Your next mission is to write a parser by implementing a PDA in Python.

I won't give you starter code this time, but in class we will discuss implementation choices. Broadly, you have two options:

1) Implement a PDA as in Definition 2.13 (page 111) using appropriate data structures, and then process input using an algorithm similar to NFA.process().

2) Implement the algorithm in the informal PDA description on page 116. If you choose this option, you will have to think about how to implement the nondeterminism.

This assignment comes in three levels of difficulty:

1) Basic: write a function called Grammar.process that takes a string and returns 'accept' if the string is in the language described by the Grammar, and 'reject' otherwise.

2) Advanced: extend your function to return a parse tree for the string, if it exists, or None otherwise. If you take this on, you might want to read about "shift-reduce parsers."

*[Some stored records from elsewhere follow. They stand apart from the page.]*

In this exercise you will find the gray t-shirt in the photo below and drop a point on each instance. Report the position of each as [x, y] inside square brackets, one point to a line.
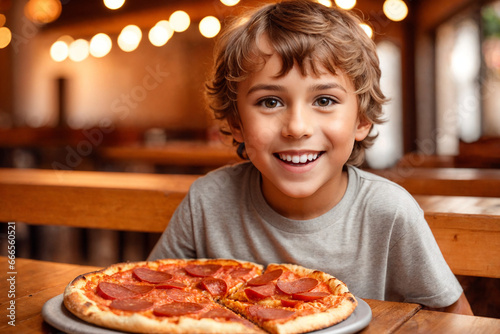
[375, 239]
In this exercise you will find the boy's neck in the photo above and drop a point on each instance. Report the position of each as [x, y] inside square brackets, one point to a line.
[310, 207]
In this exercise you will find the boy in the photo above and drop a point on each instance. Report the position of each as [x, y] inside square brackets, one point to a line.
[298, 84]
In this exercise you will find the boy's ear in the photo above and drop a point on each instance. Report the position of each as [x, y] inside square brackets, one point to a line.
[363, 129]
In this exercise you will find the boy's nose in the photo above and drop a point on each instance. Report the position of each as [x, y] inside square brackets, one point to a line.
[297, 123]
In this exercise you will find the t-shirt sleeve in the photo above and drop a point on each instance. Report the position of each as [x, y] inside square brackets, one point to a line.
[177, 239]
[417, 270]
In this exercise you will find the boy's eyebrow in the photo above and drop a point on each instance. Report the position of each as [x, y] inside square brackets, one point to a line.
[279, 88]
[266, 87]
[326, 86]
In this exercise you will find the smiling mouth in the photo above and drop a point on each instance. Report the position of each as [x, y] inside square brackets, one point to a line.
[298, 159]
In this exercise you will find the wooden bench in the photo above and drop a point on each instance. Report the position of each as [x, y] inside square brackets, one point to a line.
[174, 153]
[103, 200]
[467, 229]
[445, 181]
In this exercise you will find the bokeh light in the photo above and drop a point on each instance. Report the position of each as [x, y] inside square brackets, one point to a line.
[179, 21]
[79, 50]
[345, 4]
[229, 3]
[395, 10]
[59, 51]
[5, 37]
[113, 4]
[209, 26]
[160, 33]
[129, 38]
[100, 45]
[367, 29]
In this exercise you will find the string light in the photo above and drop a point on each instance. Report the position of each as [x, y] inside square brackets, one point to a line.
[345, 4]
[179, 21]
[100, 45]
[160, 33]
[79, 50]
[229, 3]
[113, 4]
[129, 38]
[367, 29]
[59, 51]
[395, 10]
[5, 37]
[209, 26]
[42, 11]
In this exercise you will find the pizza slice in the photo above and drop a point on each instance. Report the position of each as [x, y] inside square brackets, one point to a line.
[165, 296]
[290, 299]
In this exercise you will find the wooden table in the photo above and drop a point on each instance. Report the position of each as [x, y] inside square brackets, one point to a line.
[38, 281]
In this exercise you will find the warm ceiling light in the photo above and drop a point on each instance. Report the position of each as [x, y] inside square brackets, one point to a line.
[229, 3]
[345, 4]
[395, 10]
[179, 21]
[79, 50]
[209, 26]
[113, 4]
[59, 51]
[326, 3]
[100, 45]
[5, 37]
[129, 38]
[367, 29]
[42, 11]
[160, 33]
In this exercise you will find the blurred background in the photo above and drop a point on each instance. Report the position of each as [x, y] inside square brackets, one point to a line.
[117, 86]
[79, 78]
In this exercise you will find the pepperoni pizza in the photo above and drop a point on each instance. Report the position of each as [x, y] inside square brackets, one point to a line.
[209, 296]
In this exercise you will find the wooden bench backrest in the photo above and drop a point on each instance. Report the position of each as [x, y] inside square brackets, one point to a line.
[467, 229]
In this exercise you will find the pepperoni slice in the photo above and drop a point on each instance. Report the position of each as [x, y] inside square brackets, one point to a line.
[202, 270]
[138, 288]
[239, 272]
[177, 309]
[265, 313]
[261, 291]
[300, 285]
[178, 295]
[132, 305]
[266, 278]
[220, 313]
[290, 302]
[112, 291]
[216, 286]
[309, 296]
[170, 285]
[151, 276]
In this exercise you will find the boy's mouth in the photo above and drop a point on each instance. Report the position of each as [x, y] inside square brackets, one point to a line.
[298, 159]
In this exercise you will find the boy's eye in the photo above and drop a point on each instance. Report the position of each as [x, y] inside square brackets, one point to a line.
[270, 103]
[324, 101]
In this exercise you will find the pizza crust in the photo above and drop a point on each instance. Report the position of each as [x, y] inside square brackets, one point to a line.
[339, 305]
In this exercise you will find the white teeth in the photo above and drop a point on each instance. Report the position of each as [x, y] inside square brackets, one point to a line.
[298, 158]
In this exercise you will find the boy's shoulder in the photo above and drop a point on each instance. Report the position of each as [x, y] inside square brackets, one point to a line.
[381, 190]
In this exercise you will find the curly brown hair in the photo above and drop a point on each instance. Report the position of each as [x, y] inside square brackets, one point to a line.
[303, 33]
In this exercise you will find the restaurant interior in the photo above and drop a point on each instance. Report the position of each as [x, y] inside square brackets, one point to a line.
[108, 97]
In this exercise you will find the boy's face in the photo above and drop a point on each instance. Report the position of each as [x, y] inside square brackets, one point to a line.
[299, 132]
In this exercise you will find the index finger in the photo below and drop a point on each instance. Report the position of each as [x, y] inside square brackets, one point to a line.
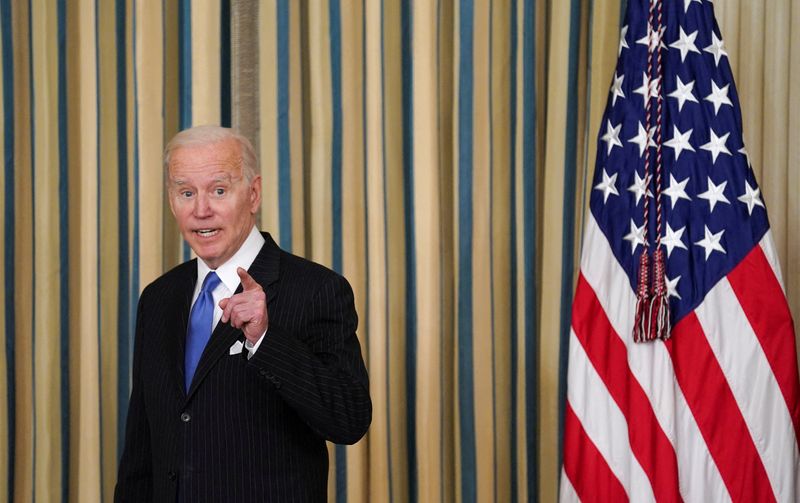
[248, 283]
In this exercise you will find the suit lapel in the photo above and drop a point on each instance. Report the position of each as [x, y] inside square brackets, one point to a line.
[264, 270]
[177, 322]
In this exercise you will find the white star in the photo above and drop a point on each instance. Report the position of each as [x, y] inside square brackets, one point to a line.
[648, 89]
[718, 96]
[672, 287]
[616, 89]
[746, 155]
[673, 239]
[608, 185]
[751, 197]
[623, 43]
[642, 139]
[653, 38]
[639, 187]
[687, 2]
[676, 190]
[715, 194]
[635, 236]
[716, 145]
[716, 48]
[612, 136]
[711, 242]
[685, 44]
[679, 141]
[683, 93]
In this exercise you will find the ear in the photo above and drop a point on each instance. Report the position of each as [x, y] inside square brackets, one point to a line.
[255, 194]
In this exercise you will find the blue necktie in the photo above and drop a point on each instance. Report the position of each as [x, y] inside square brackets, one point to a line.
[200, 322]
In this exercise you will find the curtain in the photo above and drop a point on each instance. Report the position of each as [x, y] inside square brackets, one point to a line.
[437, 153]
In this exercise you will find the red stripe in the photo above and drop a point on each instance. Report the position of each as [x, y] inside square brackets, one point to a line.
[587, 469]
[609, 356]
[765, 306]
[717, 414]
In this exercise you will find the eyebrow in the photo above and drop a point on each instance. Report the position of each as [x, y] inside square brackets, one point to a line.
[219, 178]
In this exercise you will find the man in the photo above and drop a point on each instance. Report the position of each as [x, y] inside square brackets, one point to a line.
[241, 413]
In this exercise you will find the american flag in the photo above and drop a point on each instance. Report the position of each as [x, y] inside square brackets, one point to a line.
[710, 413]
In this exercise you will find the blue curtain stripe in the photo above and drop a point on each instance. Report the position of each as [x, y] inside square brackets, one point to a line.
[407, 34]
[465, 202]
[10, 231]
[284, 137]
[529, 243]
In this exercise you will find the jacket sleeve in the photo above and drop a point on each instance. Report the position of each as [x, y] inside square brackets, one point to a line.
[135, 477]
[320, 371]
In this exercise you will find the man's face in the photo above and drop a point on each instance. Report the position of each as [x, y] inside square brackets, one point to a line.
[211, 199]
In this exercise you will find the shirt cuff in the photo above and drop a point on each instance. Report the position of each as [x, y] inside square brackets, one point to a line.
[252, 348]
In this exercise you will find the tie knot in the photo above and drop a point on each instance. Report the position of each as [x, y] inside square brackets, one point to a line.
[210, 282]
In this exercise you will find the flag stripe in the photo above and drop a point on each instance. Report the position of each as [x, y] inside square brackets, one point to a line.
[596, 481]
[768, 313]
[714, 407]
[652, 367]
[608, 355]
[605, 424]
[745, 367]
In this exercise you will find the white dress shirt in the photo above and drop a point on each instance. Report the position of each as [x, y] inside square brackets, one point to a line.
[229, 279]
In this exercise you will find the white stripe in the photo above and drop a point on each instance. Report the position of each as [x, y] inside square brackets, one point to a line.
[753, 384]
[566, 493]
[604, 422]
[651, 365]
[768, 246]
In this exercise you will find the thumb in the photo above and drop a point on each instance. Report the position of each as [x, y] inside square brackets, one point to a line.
[248, 283]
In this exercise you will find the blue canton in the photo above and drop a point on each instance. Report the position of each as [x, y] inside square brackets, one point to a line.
[712, 207]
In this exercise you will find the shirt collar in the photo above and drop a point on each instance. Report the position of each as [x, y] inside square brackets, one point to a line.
[243, 258]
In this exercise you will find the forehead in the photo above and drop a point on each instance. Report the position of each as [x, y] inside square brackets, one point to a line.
[214, 158]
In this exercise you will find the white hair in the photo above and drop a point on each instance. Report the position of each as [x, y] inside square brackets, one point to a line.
[208, 135]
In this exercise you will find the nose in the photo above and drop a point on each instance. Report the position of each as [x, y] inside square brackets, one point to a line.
[202, 206]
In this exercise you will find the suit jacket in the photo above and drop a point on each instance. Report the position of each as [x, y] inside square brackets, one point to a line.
[247, 430]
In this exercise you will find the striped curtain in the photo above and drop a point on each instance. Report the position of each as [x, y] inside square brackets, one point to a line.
[436, 153]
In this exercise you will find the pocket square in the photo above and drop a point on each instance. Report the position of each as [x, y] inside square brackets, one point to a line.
[236, 348]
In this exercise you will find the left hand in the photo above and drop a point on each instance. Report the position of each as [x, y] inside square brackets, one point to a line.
[247, 310]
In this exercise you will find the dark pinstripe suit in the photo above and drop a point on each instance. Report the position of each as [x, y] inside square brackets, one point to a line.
[247, 430]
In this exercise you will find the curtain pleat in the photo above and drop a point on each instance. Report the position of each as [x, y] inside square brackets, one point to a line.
[436, 153]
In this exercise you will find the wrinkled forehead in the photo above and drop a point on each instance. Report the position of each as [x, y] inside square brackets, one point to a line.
[215, 158]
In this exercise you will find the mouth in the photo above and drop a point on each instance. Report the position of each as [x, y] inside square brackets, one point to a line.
[206, 233]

3) Extra advanced: if the Grammar is ambiguous, return all possible parse trees.

Test your PDA with a grammar that checks for balanced parentheses. Here is a simple test suite you can use:

variables = set('ST')

terms = set('()')

start = 'S'

g = pda.Grammar(variables, terms, start)

g.add_rule('S', 'TS')

g.add_rule('S', '')

g.add_rule('T', '(S)')

self.assertNotEqual(g.process('()'), None)

self.assertNotEqual(g.process('(())'), None)

self.assertNotEqual(g.process('()()'), None)

self.assertEqual(g.process('(()'), None)

self.assertEqual(g.process('(()))'), None)

Parse lambda calculus

Write a grammar for the lambda calculus and implement a parser for it. It should accept strings like this:

print g.process('(x)')

print g.process('Lx.x')

print g.process('(Lx.x)(Lx.x)')

print g.process('Lpab.pab')

print g.process('Lp.La.Lb.((pa)b)')

Your parser should recognize any lower-case letter as an identifier. You might find it helpful to pre-process strings to remove whitespace and replace identifiers with a token like V. This is a kind of mini-tokenization. See http://en.wikipedia.org/wiki/Tokenization

Hints

Based on the test cases, above, you can infer a few things about the interface I implemented:

    • The module pda.py provides a class named Grammar (which is part of the public interface) and a class named PDA, which is used internally, but not part of the public interface.

    • Grammar provides a method named process that takes a string and returns either None or the PDA object that parsed the string.

Your implementation doesn't have to work exactly the same way, but it should provide the same interface. To "accept" a string, Grammar.process can return any non-None value.

You should instantiate and test two Grammar objects, one that recognizes balanced parentheses and one that recognizes lambda calculus.

Turnin

In our shared Dropbox folder, please turn in pda.py, which contains your implementation of the PDA, and hw06.py, which tests your lambda calculus parser.